Par un jugement définitif, le conseil de prud’hommes de Paris a condamné la République bolivarienne du Venezuela à lui verser la somme de 66 000 euros en réparation du préjudice résultant de l’absence de droits à pension de retraite du fait de l’absence d’affiliation au régime obligatoire d’assurance-vieillesse, la somme de 15 000 euros à titre d’indemnisation du préjudice moral subi de ce fait, ainsi que la somme de 3 000 euros au titre des dispositions de l’article 700 du code de procédure civile.

Bref : la très sociale dictature bolivarienne fraude l’URSSAF et lèse ses petits salariés. Oh, quelle surprise…

Et les grands libertadors oublient de payer la douloureuse aux petites mains qui, autrefois, la servaient. Comme c’est ballot.

Oui mais… mais on ne peut saisir les biens de Caracas, même à Paris.

Enfin… enfin… nuançons.

Les articles L. 111-1, L. 111-1-1 et L. 111-1-2 du code des procédures civiles d’exécution (CPCE) reprennent en droit interne la règle coutumière du droit public international selon laquelle les Etats bénéficient par principe de l’immunité d’exécution pour les actes qu’ils accomplissent à l’étranger, cette immunité faisant obstacle à la saisie de leurs biens, à l’exception de ceux qui ne se rattachent pas à l’exercice d’une mission de souveraineté.

Donc peut être qu’on aurait pu trouver des biens qui ne se rattachent pas à l’exercice d’une mission de souveraineté.

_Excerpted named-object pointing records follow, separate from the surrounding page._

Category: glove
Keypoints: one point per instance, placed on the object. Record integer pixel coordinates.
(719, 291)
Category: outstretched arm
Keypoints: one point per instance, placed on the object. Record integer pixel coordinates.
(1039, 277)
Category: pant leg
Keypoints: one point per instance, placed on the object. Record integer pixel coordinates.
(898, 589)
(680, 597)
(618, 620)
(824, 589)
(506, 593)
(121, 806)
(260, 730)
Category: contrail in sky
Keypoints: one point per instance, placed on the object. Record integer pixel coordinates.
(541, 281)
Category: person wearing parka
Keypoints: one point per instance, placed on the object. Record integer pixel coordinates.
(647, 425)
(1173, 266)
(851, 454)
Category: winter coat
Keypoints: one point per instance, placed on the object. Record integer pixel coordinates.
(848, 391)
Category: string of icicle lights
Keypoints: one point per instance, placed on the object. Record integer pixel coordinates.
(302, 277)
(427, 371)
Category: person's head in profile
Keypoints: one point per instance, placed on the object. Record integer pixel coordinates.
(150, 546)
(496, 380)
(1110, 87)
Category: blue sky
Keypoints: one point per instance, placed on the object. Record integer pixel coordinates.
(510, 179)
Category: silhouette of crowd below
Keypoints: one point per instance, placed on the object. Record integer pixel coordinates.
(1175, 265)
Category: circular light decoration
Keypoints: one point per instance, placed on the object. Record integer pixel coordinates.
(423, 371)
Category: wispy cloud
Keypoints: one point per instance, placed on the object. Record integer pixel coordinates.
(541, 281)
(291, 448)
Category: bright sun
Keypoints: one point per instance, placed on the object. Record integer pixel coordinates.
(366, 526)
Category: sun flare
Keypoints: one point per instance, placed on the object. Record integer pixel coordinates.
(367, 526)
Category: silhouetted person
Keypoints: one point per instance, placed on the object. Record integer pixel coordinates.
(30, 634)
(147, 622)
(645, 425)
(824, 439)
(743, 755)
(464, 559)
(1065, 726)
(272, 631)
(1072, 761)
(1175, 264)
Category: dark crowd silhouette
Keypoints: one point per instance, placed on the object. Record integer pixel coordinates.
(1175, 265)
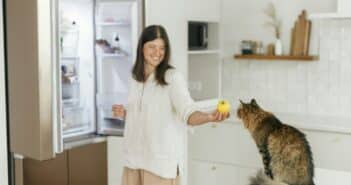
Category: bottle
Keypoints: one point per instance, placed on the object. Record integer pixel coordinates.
(115, 42)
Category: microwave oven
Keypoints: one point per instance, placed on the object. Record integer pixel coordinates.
(197, 35)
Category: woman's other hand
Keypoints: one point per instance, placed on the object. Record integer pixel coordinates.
(216, 116)
(118, 111)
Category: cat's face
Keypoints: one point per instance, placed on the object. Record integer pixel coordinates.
(246, 111)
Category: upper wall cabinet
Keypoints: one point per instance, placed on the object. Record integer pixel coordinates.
(204, 10)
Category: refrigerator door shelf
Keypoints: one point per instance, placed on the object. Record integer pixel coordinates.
(75, 120)
(114, 23)
(107, 123)
(70, 91)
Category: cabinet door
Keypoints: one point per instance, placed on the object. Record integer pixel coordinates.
(88, 165)
(207, 173)
(223, 142)
(53, 172)
(115, 160)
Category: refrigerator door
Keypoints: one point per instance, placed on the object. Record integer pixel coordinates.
(31, 78)
(77, 67)
(118, 24)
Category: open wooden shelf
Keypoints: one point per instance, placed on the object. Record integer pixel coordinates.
(272, 57)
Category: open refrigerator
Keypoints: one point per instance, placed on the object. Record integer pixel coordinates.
(88, 66)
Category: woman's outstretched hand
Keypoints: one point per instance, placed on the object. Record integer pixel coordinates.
(119, 111)
(216, 116)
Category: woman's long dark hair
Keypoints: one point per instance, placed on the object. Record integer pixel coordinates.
(151, 33)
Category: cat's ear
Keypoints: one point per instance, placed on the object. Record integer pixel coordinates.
(254, 103)
(242, 103)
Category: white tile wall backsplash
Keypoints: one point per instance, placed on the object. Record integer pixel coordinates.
(317, 88)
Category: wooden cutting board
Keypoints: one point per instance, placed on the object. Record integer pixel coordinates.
(300, 36)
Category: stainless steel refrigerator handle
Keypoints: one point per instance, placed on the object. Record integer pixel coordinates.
(57, 111)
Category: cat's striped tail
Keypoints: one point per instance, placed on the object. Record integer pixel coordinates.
(262, 179)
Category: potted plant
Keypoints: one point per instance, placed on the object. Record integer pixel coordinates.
(275, 23)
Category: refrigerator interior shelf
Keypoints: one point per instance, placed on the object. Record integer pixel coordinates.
(112, 118)
(69, 30)
(69, 58)
(107, 55)
(113, 24)
(69, 102)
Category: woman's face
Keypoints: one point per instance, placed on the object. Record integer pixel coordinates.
(154, 52)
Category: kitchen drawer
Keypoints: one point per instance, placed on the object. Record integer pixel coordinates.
(223, 142)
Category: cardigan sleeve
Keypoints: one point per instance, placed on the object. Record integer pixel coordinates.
(180, 96)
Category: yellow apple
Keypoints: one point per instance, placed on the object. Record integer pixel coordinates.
(223, 106)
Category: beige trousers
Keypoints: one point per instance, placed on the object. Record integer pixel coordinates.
(142, 177)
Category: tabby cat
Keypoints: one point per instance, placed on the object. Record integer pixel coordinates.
(286, 154)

Mais passons… puisqu’on passe crème en ce domaine, en pratique.

NB : c’est en réalité un peu plus subtil que cela. Car il eût fallu un jugement dans ce pays qui n’a plus de justice indépendante, pour en obtenir exécution là bas. En application de l’article L. 111-1-1 du CPCE, les mesures d’exécution forcée ne peuvent être mises en oeuvre sur un bien appartenant à un Etat étranger, dans les conditions prévues à l’article L. 111-1-2 du même code, que sur autorisation préalable du juge de l’exécution, par une ordonnance rendue sur requête. Dès lors que la loi impose l’intervention préalable du juge de l’exécution, le préjudice résultant de l’impossibilité d’obtenir l’exécution d’un jugement par un Etat étranger ne peut revêtir un caractère certain tant que le juge, qui doit être ainsi saisi, n’a pas constaté qu’aucune des conditions posées à l’article L. 111-1-2, permettant l’exécution forcée, n’est remplie. Mais toute la question est de savoir si l’on n’aurait pas pu envisager une saisie de biens de l’Etat bolivarien du Vénézuela privés en France. 

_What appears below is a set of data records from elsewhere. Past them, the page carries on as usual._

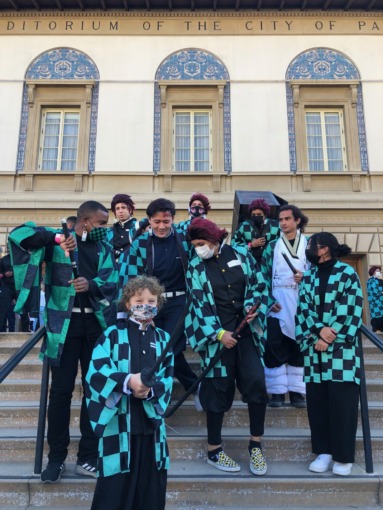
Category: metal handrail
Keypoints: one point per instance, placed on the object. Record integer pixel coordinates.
(9, 366)
(378, 342)
(19, 355)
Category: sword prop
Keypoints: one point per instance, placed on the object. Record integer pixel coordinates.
(288, 262)
(212, 363)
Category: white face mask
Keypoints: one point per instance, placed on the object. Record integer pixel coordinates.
(204, 252)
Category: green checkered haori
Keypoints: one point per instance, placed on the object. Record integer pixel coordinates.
(202, 322)
(375, 297)
(59, 294)
(342, 311)
(109, 411)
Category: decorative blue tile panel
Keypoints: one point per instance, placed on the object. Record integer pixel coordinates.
(61, 64)
(323, 64)
(192, 64)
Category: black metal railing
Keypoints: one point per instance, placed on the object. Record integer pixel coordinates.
(9, 366)
(364, 400)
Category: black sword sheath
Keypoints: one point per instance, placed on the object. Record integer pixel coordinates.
(211, 365)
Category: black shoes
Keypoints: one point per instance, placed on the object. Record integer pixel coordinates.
(52, 473)
(297, 400)
(277, 400)
(86, 468)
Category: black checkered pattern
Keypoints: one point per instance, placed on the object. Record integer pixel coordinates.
(108, 407)
(342, 311)
(59, 294)
(202, 322)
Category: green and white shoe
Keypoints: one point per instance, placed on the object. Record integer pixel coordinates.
(258, 464)
(223, 462)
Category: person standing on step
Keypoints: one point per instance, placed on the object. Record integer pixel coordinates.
(163, 252)
(257, 231)
(77, 311)
(375, 297)
(125, 226)
(328, 320)
(7, 294)
(224, 284)
(283, 359)
(126, 415)
(199, 206)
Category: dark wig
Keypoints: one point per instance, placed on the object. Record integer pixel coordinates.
(259, 203)
(121, 198)
(160, 205)
(90, 207)
(298, 215)
(202, 198)
(201, 228)
(326, 239)
(372, 269)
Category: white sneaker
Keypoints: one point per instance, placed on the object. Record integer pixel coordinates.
(342, 469)
(321, 463)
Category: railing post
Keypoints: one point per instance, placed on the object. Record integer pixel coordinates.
(39, 451)
(364, 412)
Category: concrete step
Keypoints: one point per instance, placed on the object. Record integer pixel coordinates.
(195, 484)
(24, 414)
(279, 445)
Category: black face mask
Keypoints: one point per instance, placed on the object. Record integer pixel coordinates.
(257, 220)
(312, 256)
(197, 211)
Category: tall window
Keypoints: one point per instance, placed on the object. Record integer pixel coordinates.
(325, 140)
(192, 141)
(59, 140)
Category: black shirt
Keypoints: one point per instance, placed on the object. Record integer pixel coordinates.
(228, 282)
(121, 235)
(167, 263)
(142, 354)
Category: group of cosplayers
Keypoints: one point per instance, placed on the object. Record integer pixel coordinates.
(257, 311)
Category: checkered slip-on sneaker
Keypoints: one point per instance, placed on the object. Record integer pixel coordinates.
(86, 469)
(223, 462)
(258, 464)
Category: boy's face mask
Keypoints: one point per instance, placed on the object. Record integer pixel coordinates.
(196, 211)
(143, 313)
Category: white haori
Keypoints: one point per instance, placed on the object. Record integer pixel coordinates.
(285, 289)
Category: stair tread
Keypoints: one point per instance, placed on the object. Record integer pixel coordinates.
(198, 469)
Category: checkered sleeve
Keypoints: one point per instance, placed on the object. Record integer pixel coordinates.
(163, 385)
(102, 380)
(347, 316)
(106, 279)
(307, 320)
(242, 236)
(201, 323)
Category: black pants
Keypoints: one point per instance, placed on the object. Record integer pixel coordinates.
(6, 297)
(77, 347)
(167, 320)
(377, 324)
(332, 409)
(280, 349)
(245, 368)
(143, 488)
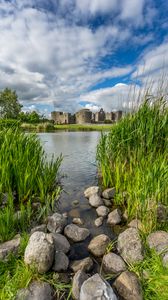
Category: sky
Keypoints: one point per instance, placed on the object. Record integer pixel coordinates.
(68, 54)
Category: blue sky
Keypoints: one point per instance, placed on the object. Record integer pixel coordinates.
(66, 54)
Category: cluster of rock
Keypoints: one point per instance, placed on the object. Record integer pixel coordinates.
(50, 244)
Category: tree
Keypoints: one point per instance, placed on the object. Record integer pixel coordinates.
(9, 104)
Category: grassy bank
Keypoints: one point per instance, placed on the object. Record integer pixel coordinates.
(133, 157)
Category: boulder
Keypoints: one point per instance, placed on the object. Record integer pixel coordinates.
(84, 264)
(91, 191)
(77, 282)
(60, 242)
(129, 246)
(102, 211)
(61, 262)
(11, 246)
(114, 217)
(98, 222)
(40, 251)
(42, 228)
(113, 263)
(56, 223)
(36, 291)
(98, 245)
(76, 233)
(158, 240)
(95, 200)
(96, 288)
(128, 286)
(109, 193)
(77, 221)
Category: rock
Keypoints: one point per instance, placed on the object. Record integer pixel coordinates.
(99, 244)
(56, 223)
(84, 264)
(11, 246)
(102, 211)
(109, 193)
(61, 262)
(96, 288)
(114, 217)
(165, 260)
(42, 228)
(162, 213)
(113, 263)
(40, 251)
(107, 202)
(158, 240)
(60, 242)
(77, 221)
(130, 246)
(92, 191)
(95, 200)
(76, 233)
(128, 286)
(36, 291)
(77, 282)
(98, 222)
(135, 223)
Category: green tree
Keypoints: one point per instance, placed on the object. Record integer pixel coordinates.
(9, 104)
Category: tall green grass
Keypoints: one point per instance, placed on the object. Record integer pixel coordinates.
(133, 157)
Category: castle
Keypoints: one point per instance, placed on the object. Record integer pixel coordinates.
(85, 116)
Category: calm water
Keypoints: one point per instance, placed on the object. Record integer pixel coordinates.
(79, 166)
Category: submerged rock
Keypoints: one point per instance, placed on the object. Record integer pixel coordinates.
(91, 191)
(95, 200)
(56, 223)
(84, 264)
(99, 244)
(11, 246)
(113, 263)
(109, 193)
(61, 262)
(128, 286)
(77, 282)
(40, 251)
(36, 291)
(76, 233)
(114, 217)
(96, 288)
(60, 242)
(102, 211)
(130, 246)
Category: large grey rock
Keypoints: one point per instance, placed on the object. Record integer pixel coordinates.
(114, 217)
(102, 211)
(42, 228)
(91, 191)
(60, 242)
(76, 233)
(96, 288)
(40, 251)
(61, 262)
(95, 200)
(109, 193)
(128, 286)
(158, 240)
(130, 246)
(77, 282)
(84, 264)
(11, 246)
(113, 263)
(36, 291)
(98, 222)
(98, 245)
(56, 223)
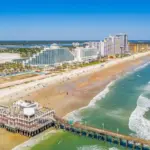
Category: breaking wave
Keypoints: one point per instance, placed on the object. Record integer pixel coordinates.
(95, 147)
(137, 122)
(76, 114)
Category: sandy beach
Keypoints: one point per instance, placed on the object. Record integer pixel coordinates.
(69, 94)
(75, 93)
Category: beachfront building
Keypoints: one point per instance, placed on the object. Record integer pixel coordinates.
(50, 56)
(137, 46)
(117, 44)
(26, 117)
(86, 53)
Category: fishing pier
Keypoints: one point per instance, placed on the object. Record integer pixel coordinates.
(103, 135)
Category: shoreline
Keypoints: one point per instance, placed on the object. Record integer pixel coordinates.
(102, 93)
(81, 88)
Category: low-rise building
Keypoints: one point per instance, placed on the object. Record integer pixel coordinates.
(26, 117)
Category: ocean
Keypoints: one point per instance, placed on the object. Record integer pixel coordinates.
(123, 106)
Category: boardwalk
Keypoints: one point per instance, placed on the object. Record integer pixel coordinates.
(105, 135)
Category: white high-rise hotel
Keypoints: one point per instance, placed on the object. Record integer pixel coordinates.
(113, 45)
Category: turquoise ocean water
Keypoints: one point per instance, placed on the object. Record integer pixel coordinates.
(124, 104)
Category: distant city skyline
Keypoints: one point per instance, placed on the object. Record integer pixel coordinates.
(73, 20)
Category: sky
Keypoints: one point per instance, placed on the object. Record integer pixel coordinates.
(73, 19)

Reste donc (pour rupture d’égalité devant les charges publiques) à engager la responsabilité de l’Etat français. Nous n’avons pas de rente pétrolière, mais notre démocratie reste gérée, elle, de telle sorte qu’elle peut être généreuse, même pour les fautes d’autrui.

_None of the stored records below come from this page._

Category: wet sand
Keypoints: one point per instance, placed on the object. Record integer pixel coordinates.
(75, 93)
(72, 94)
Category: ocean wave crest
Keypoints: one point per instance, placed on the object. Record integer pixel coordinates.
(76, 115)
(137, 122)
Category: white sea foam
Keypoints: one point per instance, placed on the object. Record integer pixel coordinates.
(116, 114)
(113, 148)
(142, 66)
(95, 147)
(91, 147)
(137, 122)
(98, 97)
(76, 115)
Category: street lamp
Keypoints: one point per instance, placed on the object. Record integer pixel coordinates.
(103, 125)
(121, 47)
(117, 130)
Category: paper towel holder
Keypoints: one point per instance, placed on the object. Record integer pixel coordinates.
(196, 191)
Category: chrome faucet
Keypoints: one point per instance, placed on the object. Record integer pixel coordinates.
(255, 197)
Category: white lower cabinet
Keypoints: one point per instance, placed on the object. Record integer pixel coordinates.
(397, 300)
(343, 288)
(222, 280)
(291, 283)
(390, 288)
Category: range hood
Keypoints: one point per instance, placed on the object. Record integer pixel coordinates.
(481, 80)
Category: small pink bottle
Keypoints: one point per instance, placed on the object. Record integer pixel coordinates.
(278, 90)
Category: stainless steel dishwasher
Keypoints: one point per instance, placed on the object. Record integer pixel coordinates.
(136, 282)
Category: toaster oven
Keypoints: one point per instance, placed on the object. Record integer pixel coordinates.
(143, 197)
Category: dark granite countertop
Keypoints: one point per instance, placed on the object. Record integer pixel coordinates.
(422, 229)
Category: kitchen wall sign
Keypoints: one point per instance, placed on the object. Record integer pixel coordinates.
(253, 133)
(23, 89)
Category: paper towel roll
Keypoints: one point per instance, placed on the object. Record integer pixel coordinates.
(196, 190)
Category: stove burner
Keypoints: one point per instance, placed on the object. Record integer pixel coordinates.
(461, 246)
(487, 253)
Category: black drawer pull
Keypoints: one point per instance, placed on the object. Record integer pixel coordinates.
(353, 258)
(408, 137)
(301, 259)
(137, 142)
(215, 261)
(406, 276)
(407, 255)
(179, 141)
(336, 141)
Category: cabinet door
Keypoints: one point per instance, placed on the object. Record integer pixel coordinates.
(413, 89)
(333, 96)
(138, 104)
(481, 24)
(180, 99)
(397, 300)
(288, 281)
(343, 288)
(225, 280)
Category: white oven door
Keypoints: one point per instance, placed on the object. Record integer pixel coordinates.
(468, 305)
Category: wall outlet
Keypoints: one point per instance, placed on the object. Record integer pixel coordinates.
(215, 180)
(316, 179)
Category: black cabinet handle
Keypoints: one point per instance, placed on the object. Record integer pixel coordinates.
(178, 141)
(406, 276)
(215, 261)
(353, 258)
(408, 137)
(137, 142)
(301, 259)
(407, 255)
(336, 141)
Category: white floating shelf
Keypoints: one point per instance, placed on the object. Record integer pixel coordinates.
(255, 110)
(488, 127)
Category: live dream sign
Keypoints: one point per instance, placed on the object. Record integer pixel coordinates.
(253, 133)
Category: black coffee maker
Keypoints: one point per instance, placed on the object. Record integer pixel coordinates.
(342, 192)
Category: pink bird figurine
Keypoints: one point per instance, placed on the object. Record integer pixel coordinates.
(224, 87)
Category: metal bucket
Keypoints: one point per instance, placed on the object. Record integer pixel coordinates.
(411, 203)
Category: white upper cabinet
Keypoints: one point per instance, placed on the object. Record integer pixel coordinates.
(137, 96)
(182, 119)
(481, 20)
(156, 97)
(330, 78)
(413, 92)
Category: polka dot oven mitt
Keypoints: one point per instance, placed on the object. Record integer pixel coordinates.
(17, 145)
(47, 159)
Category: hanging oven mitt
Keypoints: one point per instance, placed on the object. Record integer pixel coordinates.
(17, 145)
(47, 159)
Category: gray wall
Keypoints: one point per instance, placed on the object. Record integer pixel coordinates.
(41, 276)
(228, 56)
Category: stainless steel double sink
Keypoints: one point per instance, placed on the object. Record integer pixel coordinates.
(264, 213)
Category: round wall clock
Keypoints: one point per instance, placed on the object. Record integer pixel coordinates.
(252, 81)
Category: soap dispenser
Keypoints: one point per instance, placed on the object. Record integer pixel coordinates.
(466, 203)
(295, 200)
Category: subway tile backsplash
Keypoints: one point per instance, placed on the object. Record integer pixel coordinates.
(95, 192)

Car c’est un principe constant que la responsabilité de l’Etat du fait des lois est susceptible d’être engagée, sur le fondement de l’égalité des citoyens devant les charges publiques, en raison de l’impossibilité de faire exécuter un jugement par un Etat étranger qui résulterait de ces dispositions, lesquelles n’ont pas entendu exclure toute indemnisation.

Sources : CE, Section, 14 octobre 2011, Mme et autres, n°s 329788 et autres, rec. p. 473 ; CE, Section, 14 octobre 2011, Mme et autres, n°s 329788 et autres, rec. p. 473.

Ce régime est donc confirmé après même la loi n° 2016-1691 du 9 décembre 2016 (Sapin II).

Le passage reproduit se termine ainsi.